This study investigated the effects of dietary capsaicinoid (CAP) supplementation on broiler chickens subjected to an inflammatory challenge induced by lipopolysaccharide (LPS). A total of 144 Cobb500™ male broilers (Rivelli Alimentos SA, Matheus Leme, Brazil), raised from 1 to 21 days, were randomly assigned to three treatments, with eight replicates of six birds. Treatments were a control diet (CON), a control diet with LPS administration (CON+LPS), and a control diet supplemented with 1 mg CAP/kg feed and LPS (CAP+LPS). LPS was administered intraperitoneally on days 14, 16, 18, and 20. Performance, intestinal morphometry, serum metabolites, and jejunal gene expression related to oxidative and inflammatory responses were evaluated. Slaughter was at 20 days. Data were subjected to ANOVA and means compared by Tukey’s test at 0.05 significance. CON broilers exhibited the highest feed intake and a better feed conversion ratio (p < 0.05) compared to CON+LPS. CAP+LPS broilers showed higher body weight gain than CON+LPS but lower than CON broilers (p < 0.001). CON+LPS broilers had the highest crypt depth (p = 0.002). Higher mRNA expression of superoxide dismutase and catalase (p > 0.05) was observed in CON broilers. In conclusion, supplementation with a 1 mg CAP/kg diet improves the growth performance and intestinal morphometry of LPS-challenged broiler chickens.

1. Introduction

In practical production systems, broilers are frequently subjected to inflammatory challenges, which harm their overall performance. Pro-inflammatory mediators are known to suppress appetite, leading to reduced nutrient intake. The equilibrium between nutrient allocation for immune response and potential reduction in the feed intake (FI) contributes to the diminished availability of nutrients meant for growth, potentially inducing tissue catabolism [1,2].

Capsaicinoids (CAP) are compounds naturally present in some species of peppers, and they are receiving increasing amounts of attention due to their bioactive properties and the potential effects they can have on the immune response of piglets and broilers [3,4,5,6]. Among capsaicinoids, capsaicin and dihydrocapsaicin are the primary molecular components, representing approximately 90% of the total CAP in peppers [7,8,9]. CAP are characterized by their antioxidant, anti-inflammatory, antimicrobial, and microbiota modulation activities [4,6,10]. Studies have also indicated that these molecules can decrease lipid peroxidation and increase nutrient digestibility, possibly because the production of digestive enzymes is stimulated [6,11,12,13]. Furthermore, CAP has been shown to play an important role in mitigating the stress response in poultry [14,15] and improving the FI, feed conversion rate (FCR), and carcass characteristics [12,13,16].

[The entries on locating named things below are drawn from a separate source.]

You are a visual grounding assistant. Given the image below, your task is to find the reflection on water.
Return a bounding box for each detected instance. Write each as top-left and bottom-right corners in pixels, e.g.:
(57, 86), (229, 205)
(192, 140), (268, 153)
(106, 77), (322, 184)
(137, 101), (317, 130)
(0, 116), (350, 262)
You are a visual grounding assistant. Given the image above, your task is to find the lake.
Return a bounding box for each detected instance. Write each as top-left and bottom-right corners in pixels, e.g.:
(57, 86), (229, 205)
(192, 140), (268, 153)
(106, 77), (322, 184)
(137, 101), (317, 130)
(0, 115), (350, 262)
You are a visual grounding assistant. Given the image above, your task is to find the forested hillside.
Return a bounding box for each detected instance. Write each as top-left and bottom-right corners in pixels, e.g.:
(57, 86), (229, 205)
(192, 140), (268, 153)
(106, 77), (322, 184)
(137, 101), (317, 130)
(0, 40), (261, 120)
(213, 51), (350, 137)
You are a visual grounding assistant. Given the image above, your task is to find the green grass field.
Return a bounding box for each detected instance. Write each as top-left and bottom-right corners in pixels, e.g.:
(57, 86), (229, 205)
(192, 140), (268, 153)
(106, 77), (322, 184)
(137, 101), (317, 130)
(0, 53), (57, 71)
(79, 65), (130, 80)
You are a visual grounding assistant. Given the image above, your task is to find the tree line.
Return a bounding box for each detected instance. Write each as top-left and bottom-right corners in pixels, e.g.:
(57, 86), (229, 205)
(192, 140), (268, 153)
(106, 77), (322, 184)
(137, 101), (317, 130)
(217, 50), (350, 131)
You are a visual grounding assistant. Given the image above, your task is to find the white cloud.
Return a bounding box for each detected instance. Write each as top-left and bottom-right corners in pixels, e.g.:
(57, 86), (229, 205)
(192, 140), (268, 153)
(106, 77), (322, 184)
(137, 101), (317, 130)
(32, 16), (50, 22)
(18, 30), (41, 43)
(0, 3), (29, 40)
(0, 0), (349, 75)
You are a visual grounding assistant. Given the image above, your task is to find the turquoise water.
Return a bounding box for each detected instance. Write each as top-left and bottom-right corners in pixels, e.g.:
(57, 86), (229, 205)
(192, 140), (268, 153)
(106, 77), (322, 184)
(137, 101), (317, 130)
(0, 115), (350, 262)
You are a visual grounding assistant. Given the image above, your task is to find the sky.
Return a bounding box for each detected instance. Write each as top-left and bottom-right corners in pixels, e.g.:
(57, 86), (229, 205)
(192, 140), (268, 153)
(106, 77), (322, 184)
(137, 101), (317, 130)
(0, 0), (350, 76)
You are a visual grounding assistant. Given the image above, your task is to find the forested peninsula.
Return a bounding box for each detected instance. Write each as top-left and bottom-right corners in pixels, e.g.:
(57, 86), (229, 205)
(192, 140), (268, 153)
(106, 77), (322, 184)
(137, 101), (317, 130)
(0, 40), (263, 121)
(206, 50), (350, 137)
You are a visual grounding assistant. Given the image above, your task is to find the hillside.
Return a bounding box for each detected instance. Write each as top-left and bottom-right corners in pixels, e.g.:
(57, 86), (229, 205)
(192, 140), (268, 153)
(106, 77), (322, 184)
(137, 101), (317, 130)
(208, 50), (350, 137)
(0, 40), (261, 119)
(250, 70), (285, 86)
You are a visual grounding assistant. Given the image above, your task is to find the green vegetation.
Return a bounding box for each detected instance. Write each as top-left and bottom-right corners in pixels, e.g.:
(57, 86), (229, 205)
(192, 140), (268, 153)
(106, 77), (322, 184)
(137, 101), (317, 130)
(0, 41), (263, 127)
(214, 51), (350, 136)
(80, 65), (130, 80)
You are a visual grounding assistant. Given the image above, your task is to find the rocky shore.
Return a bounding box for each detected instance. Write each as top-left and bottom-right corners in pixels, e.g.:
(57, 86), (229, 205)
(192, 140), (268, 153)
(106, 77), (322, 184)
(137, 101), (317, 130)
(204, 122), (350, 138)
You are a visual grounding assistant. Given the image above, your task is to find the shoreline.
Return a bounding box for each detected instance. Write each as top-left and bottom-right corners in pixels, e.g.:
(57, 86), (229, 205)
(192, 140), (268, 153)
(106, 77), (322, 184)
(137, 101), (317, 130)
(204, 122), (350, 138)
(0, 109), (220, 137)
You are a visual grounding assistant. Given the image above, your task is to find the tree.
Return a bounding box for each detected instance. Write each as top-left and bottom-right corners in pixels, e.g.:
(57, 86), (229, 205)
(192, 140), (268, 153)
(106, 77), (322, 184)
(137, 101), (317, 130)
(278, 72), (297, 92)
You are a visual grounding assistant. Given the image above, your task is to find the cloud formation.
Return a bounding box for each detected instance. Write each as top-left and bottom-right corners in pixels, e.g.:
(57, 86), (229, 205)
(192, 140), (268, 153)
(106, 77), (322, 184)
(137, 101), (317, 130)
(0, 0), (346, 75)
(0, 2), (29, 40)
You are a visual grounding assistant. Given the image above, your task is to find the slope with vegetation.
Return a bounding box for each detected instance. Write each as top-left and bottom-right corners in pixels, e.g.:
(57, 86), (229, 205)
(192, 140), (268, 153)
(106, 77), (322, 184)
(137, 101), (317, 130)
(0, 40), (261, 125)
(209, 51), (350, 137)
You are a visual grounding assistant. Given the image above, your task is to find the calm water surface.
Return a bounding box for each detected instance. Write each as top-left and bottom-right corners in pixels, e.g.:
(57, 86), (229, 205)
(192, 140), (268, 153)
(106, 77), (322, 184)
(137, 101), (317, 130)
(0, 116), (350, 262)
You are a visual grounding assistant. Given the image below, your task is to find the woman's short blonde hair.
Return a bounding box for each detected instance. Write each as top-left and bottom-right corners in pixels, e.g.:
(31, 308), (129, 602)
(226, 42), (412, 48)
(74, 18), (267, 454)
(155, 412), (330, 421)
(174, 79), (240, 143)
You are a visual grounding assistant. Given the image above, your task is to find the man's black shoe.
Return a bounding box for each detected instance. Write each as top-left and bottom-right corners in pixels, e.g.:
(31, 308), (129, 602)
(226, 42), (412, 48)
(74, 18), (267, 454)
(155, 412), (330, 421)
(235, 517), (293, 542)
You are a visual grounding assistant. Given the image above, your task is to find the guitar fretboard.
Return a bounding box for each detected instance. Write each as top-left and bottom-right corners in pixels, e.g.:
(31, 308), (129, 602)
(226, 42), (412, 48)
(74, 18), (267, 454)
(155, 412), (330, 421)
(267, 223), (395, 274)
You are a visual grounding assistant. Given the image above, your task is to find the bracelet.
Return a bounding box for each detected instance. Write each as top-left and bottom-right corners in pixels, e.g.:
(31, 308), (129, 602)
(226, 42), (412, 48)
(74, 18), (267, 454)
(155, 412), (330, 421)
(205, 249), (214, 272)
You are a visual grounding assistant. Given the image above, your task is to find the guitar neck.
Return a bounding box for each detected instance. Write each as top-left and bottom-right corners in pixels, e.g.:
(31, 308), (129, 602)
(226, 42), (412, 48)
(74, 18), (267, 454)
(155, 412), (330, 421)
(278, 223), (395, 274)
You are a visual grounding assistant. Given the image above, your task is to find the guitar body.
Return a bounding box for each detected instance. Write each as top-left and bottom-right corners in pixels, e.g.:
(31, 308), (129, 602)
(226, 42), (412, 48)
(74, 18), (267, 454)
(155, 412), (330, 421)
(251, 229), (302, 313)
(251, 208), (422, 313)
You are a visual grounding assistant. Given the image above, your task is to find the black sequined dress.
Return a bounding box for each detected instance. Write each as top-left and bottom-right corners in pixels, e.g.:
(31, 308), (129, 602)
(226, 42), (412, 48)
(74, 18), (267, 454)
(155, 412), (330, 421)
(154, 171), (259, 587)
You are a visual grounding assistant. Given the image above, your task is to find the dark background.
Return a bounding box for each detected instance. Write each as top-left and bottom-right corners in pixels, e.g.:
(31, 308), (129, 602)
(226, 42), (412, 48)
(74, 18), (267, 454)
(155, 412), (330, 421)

Investigating the effects of CAP is particularly important in situations where birds are exposed to stress and inflammatory challenges—factors that can lead to excessive activation of nuclear factor-κB (NF-κB), resulting in chronic inflammation, compromised health, and reduced productive performance [17,18]. In experiments with broilers, lipopolysaccharide (LPS), an integral component of the cell wall of Gram-negative bacteria, has been widely used to trigger the inflammatory response [16,19,20,21]. LPS-challenged broilers exhibit an acute inflammatory response and oxidative damage, characterized by reduced expression and activity of antioxidant enzymes, along with elevated production of pro-inflammatory cytokines [22,23].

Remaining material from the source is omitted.